Until it is a supported feature, operators are responsible to maintaining their own IPv6 DHCP or IPAM. Once an IPv6 address is assigned, then Digital Rebar can continue on using IPv6 to provision and control the system.

PXE and TFTP

PXE is the primary gap for IPv6 support. Until after 2020, few embedded PXE BIOSes were able to support IPv6 at all. That means that they still required IPv4 for TFTP, HTTP or HTTPS. For operators looking for IPv6, we recommend working with your vendor on IPv6 support and using a bootloader that can bypass TFTP. This could be as simple as upgrading the vendor's PXE BIOS. This is the most reliable approach and using updated BIOS has additional operational benefits.

While Digital Rebar is designed to minimize our dependences on the PXE loader by using a multi-stage boot sequence, first embedded stage it is still required in most scenarios.
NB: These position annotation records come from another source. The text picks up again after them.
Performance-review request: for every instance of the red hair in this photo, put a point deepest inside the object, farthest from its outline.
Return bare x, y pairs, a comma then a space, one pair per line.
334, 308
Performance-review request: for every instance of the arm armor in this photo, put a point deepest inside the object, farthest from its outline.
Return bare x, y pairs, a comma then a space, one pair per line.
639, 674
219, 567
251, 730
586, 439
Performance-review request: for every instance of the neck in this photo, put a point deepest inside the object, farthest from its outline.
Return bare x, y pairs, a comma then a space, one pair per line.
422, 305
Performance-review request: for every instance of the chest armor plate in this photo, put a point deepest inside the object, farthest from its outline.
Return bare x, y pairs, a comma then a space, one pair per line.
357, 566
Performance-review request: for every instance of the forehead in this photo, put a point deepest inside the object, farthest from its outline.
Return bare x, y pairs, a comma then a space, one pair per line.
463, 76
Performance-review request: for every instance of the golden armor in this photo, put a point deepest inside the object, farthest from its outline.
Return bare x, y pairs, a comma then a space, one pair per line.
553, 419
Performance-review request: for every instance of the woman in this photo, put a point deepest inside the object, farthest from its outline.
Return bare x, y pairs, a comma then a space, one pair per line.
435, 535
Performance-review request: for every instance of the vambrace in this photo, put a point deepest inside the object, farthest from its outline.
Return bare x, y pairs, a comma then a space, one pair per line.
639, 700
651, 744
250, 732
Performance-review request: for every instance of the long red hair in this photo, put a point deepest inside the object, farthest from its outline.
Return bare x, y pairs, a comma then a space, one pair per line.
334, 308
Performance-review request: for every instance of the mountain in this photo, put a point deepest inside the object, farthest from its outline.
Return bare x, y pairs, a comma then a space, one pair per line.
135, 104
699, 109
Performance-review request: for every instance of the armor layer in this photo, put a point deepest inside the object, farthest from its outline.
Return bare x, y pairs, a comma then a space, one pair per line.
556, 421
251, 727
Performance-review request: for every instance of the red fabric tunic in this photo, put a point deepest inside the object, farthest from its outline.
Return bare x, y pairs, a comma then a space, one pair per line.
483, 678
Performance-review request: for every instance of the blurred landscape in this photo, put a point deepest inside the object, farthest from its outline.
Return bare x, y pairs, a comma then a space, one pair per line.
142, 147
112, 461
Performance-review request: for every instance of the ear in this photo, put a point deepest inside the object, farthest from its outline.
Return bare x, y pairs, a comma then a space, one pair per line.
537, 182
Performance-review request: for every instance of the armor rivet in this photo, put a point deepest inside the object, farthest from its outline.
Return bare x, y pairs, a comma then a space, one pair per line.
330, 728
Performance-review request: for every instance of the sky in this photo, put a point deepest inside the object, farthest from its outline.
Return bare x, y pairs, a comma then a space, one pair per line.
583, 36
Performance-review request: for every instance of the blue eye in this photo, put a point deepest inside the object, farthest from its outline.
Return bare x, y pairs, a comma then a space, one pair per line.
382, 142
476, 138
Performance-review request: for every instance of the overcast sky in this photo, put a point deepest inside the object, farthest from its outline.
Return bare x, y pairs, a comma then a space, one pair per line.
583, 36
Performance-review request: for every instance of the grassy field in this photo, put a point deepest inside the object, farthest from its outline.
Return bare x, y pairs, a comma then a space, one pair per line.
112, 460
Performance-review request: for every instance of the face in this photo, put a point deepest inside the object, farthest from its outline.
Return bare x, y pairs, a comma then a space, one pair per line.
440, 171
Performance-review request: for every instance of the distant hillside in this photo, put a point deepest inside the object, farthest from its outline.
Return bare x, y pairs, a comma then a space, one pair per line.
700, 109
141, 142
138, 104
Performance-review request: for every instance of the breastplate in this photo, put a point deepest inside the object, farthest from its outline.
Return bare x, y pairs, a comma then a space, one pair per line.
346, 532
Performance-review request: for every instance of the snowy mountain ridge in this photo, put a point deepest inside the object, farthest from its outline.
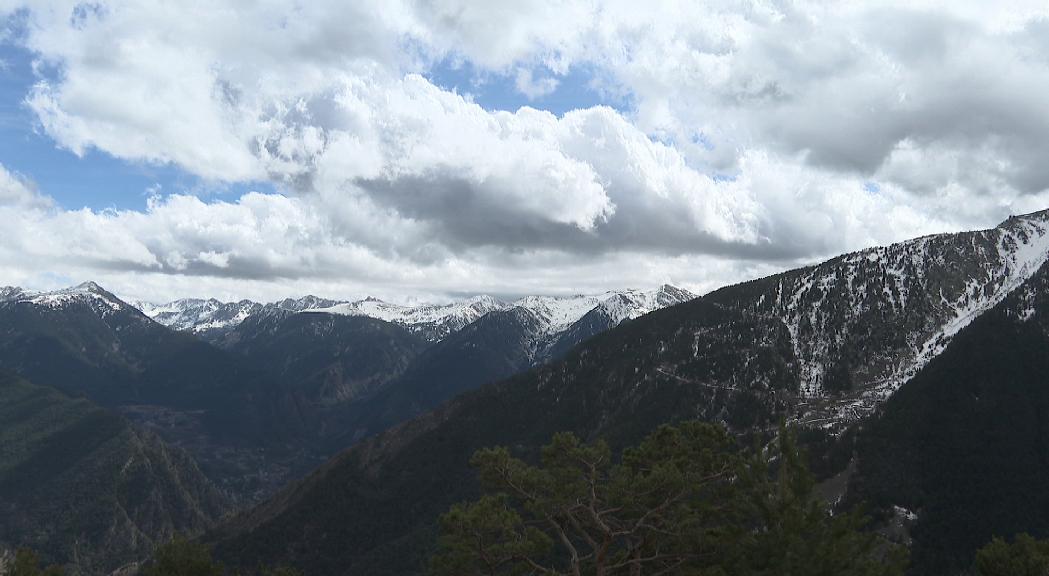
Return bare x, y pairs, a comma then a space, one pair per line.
89, 293
863, 323
432, 321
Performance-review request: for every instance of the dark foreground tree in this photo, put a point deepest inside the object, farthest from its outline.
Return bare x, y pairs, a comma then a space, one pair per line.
1025, 556
182, 557
685, 500
27, 563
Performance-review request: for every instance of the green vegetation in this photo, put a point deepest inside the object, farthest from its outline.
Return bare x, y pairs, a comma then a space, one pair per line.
82, 487
964, 444
685, 500
183, 557
180, 557
1025, 556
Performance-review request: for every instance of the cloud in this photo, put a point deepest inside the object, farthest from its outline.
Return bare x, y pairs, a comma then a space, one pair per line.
752, 132
534, 87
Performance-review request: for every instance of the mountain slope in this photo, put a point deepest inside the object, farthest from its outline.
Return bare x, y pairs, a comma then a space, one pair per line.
822, 345
83, 487
87, 343
371, 509
965, 444
863, 323
214, 320
326, 359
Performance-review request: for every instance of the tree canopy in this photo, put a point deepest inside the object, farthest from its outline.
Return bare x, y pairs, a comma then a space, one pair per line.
684, 500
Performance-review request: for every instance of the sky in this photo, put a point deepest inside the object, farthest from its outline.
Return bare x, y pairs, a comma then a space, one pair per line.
431, 149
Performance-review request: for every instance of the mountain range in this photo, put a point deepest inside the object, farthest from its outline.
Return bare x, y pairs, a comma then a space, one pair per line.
914, 371
822, 346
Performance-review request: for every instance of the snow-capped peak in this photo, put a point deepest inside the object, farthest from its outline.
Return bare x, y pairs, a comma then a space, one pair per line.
560, 312
432, 321
86, 292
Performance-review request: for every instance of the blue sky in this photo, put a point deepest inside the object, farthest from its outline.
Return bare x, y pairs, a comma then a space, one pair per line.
707, 143
99, 180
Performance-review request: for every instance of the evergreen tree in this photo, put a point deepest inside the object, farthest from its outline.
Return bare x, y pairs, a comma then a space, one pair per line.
180, 557
1025, 556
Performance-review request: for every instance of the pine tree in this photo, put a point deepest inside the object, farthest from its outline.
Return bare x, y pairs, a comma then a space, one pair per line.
685, 500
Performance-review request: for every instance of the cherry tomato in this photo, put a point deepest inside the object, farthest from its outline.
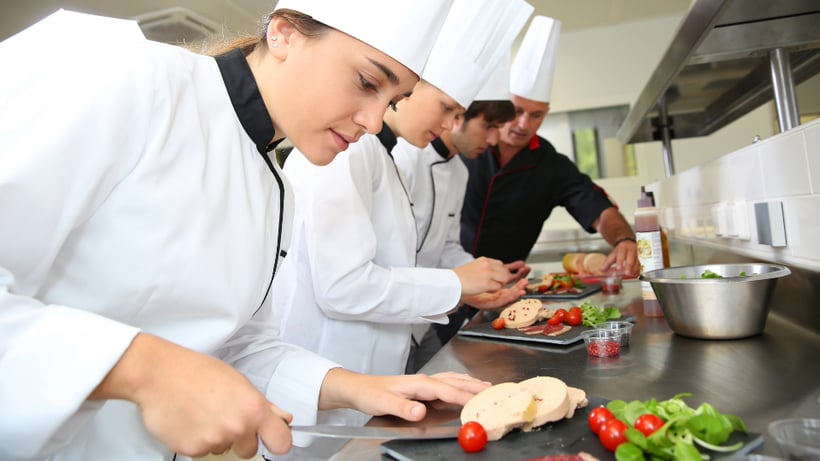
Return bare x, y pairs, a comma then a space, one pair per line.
573, 318
597, 417
612, 434
558, 317
472, 437
648, 423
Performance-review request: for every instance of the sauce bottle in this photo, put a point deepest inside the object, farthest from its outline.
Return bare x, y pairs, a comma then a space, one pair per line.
664, 240
650, 249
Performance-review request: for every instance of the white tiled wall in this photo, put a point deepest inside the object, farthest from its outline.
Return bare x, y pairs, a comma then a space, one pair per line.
713, 204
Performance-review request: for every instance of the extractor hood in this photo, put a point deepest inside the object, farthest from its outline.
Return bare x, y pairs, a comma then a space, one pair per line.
719, 66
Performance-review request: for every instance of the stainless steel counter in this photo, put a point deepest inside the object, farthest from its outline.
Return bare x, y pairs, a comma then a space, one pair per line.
760, 379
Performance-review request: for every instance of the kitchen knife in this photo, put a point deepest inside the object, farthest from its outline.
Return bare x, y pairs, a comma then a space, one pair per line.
358, 432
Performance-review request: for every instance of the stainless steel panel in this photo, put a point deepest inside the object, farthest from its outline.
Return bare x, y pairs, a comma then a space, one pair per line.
717, 67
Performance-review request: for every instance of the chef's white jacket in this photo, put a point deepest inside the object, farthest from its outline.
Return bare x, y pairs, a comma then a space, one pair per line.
132, 198
348, 288
436, 184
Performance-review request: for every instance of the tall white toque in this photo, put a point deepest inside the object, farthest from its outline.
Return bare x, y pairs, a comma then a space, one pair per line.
476, 35
534, 66
403, 29
497, 87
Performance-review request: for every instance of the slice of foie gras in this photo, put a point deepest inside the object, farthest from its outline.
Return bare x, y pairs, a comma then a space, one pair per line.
522, 313
577, 399
551, 400
500, 409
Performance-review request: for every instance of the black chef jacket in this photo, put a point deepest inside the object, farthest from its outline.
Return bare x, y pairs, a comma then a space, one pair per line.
505, 208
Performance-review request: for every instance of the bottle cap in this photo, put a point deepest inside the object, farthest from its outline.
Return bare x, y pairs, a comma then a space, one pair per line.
645, 201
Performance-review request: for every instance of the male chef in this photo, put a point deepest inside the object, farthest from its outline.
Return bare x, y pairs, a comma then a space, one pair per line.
436, 179
514, 187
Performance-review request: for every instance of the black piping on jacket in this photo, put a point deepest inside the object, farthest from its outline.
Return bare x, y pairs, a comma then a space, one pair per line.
255, 119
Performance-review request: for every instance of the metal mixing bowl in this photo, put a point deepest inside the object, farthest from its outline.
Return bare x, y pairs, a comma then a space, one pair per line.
716, 308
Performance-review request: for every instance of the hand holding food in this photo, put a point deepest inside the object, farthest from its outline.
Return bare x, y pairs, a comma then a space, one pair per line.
482, 275
496, 299
395, 395
217, 411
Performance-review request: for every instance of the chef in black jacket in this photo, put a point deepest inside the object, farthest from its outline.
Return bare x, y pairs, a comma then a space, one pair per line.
514, 187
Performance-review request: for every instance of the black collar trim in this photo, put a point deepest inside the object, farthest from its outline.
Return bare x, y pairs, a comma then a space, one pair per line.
246, 99
387, 138
441, 148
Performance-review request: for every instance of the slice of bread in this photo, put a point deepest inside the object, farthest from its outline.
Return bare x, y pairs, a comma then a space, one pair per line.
578, 399
500, 409
551, 400
593, 263
522, 313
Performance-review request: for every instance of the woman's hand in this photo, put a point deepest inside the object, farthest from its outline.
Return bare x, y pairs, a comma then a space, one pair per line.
519, 270
482, 274
194, 403
496, 299
395, 395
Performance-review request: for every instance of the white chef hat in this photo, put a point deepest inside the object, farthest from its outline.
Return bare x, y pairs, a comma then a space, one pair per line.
497, 87
403, 29
534, 66
475, 36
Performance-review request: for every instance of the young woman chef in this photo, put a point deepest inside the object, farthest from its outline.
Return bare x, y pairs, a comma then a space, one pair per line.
143, 220
349, 288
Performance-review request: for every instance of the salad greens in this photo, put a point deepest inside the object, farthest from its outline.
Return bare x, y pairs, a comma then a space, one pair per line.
708, 274
592, 314
684, 430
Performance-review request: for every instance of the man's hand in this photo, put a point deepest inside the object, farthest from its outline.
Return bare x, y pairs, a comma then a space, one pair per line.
624, 256
194, 403
395, 395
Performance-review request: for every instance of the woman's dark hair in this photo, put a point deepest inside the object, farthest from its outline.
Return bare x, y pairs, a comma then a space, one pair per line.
303, 23
494, 111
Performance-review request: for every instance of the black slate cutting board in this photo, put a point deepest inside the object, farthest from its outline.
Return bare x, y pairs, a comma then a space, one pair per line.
588, 289
568, 436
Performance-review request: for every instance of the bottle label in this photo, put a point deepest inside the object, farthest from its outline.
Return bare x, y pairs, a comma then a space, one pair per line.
650, 255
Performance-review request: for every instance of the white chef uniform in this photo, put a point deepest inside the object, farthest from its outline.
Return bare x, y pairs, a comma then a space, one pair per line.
349, 288
436, 185
133, 197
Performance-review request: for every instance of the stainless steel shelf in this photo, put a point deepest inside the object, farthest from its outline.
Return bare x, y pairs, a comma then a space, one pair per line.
718, 66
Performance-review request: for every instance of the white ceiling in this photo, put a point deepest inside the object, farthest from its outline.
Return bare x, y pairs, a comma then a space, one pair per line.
242, 16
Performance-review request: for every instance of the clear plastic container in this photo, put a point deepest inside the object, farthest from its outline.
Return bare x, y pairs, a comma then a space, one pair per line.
620, 327
602, 343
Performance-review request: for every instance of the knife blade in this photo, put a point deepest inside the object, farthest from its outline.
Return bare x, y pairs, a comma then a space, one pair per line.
367, 432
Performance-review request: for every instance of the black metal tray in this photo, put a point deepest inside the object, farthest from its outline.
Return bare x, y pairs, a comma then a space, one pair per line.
588, 289
485, 330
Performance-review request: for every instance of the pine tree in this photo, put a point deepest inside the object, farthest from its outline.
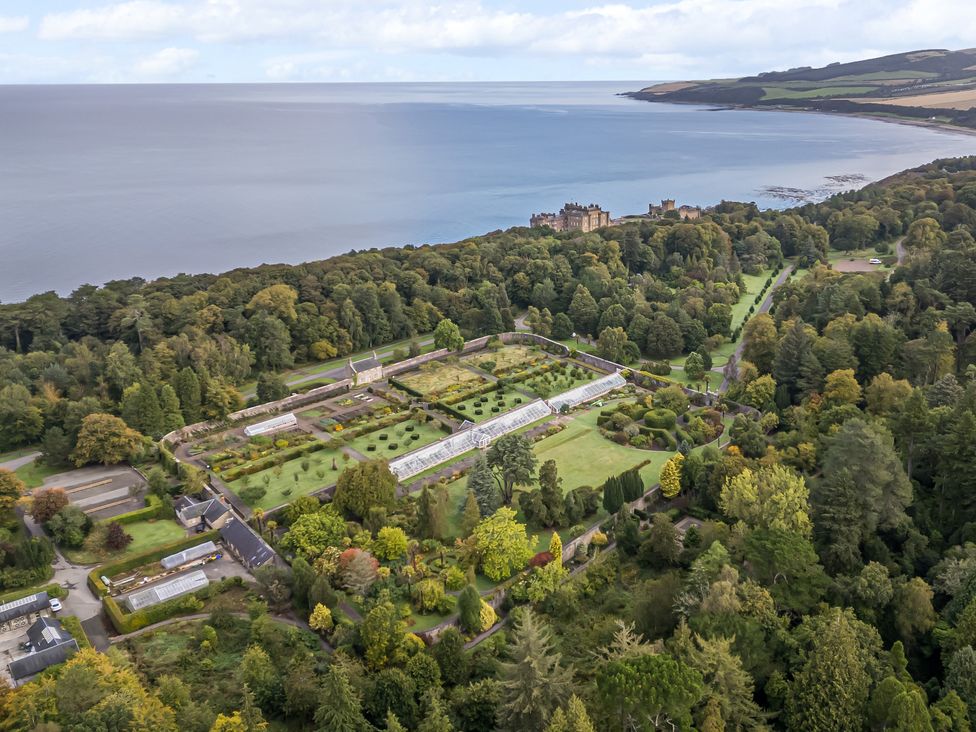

See the Media Attach section for alternatives.

Alternative Bootloaders

A fallback option to upgrading the PXE BIOS is to use their vendor's BMC media attach feature to deliver an updated bootloader; however, not all vendors support media attach.

This rs_virtualmedia_iso_booting is supported by Digital Rebar and has several potential advantages:

  1. Dynamic updates makes it easier to update the bootloader.
  2. Per machine customization makes it possible to adjust the bootloader for different architectures.
  3. Injectable configuration makes it possible to eliminate DHCP as a requirement.

RackN does not recommend doing a full O/S install via media attach because the involved protocols and attachment systems can be less reliable under load or slow networks. Instead, we recommend keeping only the first bootstrap stage from Sledgehammer in the attached media that can then follow our normal provisioning processes.

Operational Notes

Blocking IPv4 Traffic

Operators intent on IPv6 only operation should consider preventing IPv4 routing on their networks; however, this will expose IPv4 assumptions throughout the operating stack. In these cases, a careful dev, test, production staging plan is critical to ensure issues are caught pre-production.

Switching Modes

Since Digital Rebar is dual stack and many network related Tasks were designed primarily for IPv4, they may default to IPv4 if it is available. Keeping the target system stays on DHCPv6 minimizes these issues; however, this type of inconsistency should be filed as issue to be corrected.